The goats are suffering to some extent as well.  It’s too hot for them to each much during the day so they lay around in the shade.  Not eating as much as they should means their milk production is not what it should be.  It’s okay. They give what they give and I am appreciative of it. At least they are all behaving relatively well.

In three weeks I’ll be back in school again. Then it all gets really crazy! I hope to be able to get at least some fall planting done before I go back.  I have several empty rows in the back section of the garden and now have three cleared rows in the front.  The cleared rows need to be cleaned up and the beds rebuilt and replenished, especially the row the corn was it.  The rows the beans and peas were in are in pretty good shape, the corn row is obviously stripped of nutrients.  Luckily we have plenty of rabbit manure to add to it.  I’ll probably plant a winter legume in it or I may put a late row of early maturing cowpeas in it.

We got a little bit of rain yesterday afternoon (in Hickory it poured buckets) and there is a 60 percent chance of rain both today and tomorrow. Hopefully we will get some good showers. Next year, during the summer, I plan to have very little in the raised beds.  They failed me this year, but it was likely not so much their fault as mine: I did not have them prepped as good as I should have. I’ll build them up as much as I can this fall, plant some things in them for the winter and then leave them planted with some sort of drought tolerant cover crop for the summer.

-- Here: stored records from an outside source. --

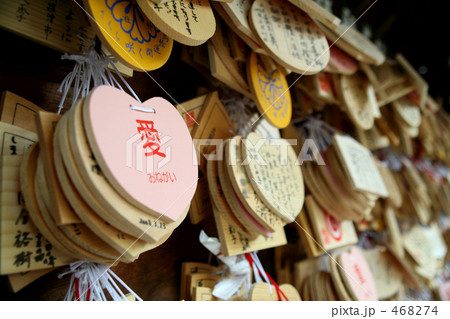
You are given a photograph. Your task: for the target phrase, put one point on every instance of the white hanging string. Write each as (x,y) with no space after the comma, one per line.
(257,265)
(238,274)
(90,279)
(90,68)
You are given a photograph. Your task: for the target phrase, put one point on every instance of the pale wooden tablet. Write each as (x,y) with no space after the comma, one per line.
(187,22)
(129,34)
(290,36)
(188,268)
(236,15)
(271,91)
(221,73)
(129,246)
(87,245)
(388,278)
(218,197)
(357,104)
(340,62)
(27,182)
(244,189)
(15,140)
(60,209)
(330,232)
(315,11)
(279,180)
(338,284)
(233,242)
(18,111)
(23,247)
(354,43)
(251,224)
(359,166)
(221,42)
(408,112)
(141,224)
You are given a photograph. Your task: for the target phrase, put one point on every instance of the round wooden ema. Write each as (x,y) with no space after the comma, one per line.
(127,245)
(343,209)
(271,90)
(290,36)
(27,182)
(407,111)
(388,279)
(356,101)
(252,225)
(188,22)
(217,195)
(140,224)
(236,15)
(354,43)
(81,187)
(275,175)
(261,292)
(336,279)
(356,275)
(341,191)
(340,62)
(123,132)
(79,234)
(129,34)
(76,251)
(244,189)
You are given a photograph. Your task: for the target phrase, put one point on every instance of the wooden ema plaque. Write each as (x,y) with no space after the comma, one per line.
(87,176)
(234,242)
(235,13)
(187,22)
(129,34)
(171,171)
(23,247)
(290,36)
(359,166)
(59,206)
(18,111)
(317,12)
(214,124)
(271,90)
(55,24)
(278,180)
(330,232)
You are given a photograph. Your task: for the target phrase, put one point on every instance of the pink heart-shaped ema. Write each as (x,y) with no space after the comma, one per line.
(144,150)
(357,275)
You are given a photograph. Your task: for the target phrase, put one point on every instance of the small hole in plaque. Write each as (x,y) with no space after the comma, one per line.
(142,109)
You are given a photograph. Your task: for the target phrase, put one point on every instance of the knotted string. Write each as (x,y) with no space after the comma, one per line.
(91,279)
(91,68)
(259,271)
(237,274)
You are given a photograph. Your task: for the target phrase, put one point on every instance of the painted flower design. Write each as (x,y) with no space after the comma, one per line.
(132,20)
(272,88)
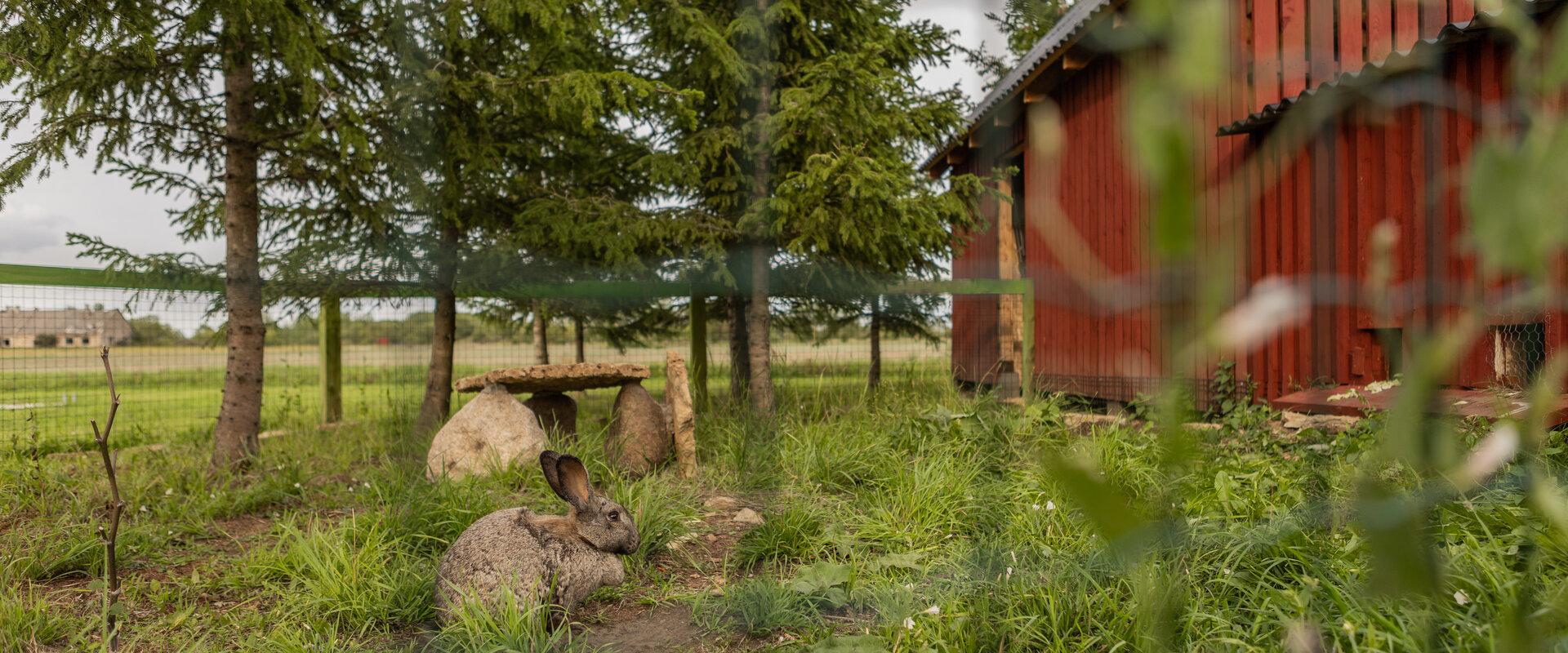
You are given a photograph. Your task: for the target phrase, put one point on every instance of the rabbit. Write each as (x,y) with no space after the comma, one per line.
(555,557)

Know what has performed amazingly well: the Verde De Taglio Swiss Chard. Despite the weather it has hung on and continued to produce.  I have not eaten any in some time, but plan to harvest and cook some this week to see how it tastes.  If nothing else, it’s good food for the ducks and the rabbits.

I am getting two new Silver Fox does from a rabbitry up in the mountains this week.  Funny how things work sometimes.  We sold a lot of extra rabbit cages and the guy that contacted me for the last three has a house in the mountains and one in Cherryville (close to us).  He is going to pick up the two does this week and deliver them when he picks up the cages.  These two does with the buck I bought a few weeks ago will expand my breeding program enough so that I will not have to bring in any new stock for years. I spent yesterday going back through old pedigrees and notes and building pedigrees on my existing stock.  We’ve sold numerous pedigreed Silver Fox kits over the past few weeks.  I am glad that I stuck with the rabbits because it seems this may be where we can get some income: selling pedigreed rabbits.  I charge a good bit of money for them so I hope that if someone pays a good bit of money for an animal they’ll care for it properly. Whatever I do not sell as a pedigreed rabbit, we will eat. We will see how that works, but s far this month, I’ve sold more pedigreed rabbits than I have processed rabbits.

Amazingly, the ducks have been laying well.  I do not like having them off pasture and it is a lot of work bringing pasture to them, but we have been getting eggs every day.  Not many mind you, but previously we’d go days, weeks and so it seemed, months without eggs.  It is possible we just could not find them, but for now, they will stay where they are and I will keep harvesting forage for them and the rabbits.  Luckily, there’s tons and tons and tons of weeds in the garden and even chickweed is starting to make an appearance.